Des propos qui n’ont pas plu à l’Arabie saoudite. Selon la chaîne LBCI, cette dernière n’est pas d’accord sur les modalités du retour des réfugiés telles que proposées par le Liban. Ce dernier refuse que le mot « retour volontaire » soit utilisé dans la version finale qui sera adoptée sur ce point. Un débat qui sera tranché d’ici à la rédaction du rapport final du sommet, de façon à satisfaire tout le monde, selon Houssam Zaki.
La thématique du retour de la Syrie au sein de la Ligue a également été abordée, d’abord par M. Bassil dans son discours d’ouverture. « La Syrie doit retourner parmi nous au lieu d’être jetée dans les bras du terrorisme. Nous n’avons pas besoin d’attendre qu’on nous donne la permission pour son retour », a-t-il dit, faisant ainsi écho, au moins verbalement, aux tentatives du Hezbollah et des figures du 8 Mars de redonner une légitimité au régime syrien.

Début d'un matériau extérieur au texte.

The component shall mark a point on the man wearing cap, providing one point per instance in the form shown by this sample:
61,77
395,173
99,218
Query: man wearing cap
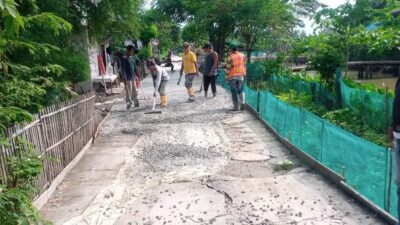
236,72
210,70
189,66
160,79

« Ce qui s’est passé en 2011, c’est une suspension de la Syrie de la Ligue arabe (…) mais le retour est inéluctable car la Syrie n’a pas perdu son siège et n’a pas été chassée de la Ligue arabe », a pour sa part expliqué M. Zaki lors de son point de presse. M. Aboul Ghait a lui indiqué qu’« il n’y a pas encore de consensus arabe par rapport à cette question ».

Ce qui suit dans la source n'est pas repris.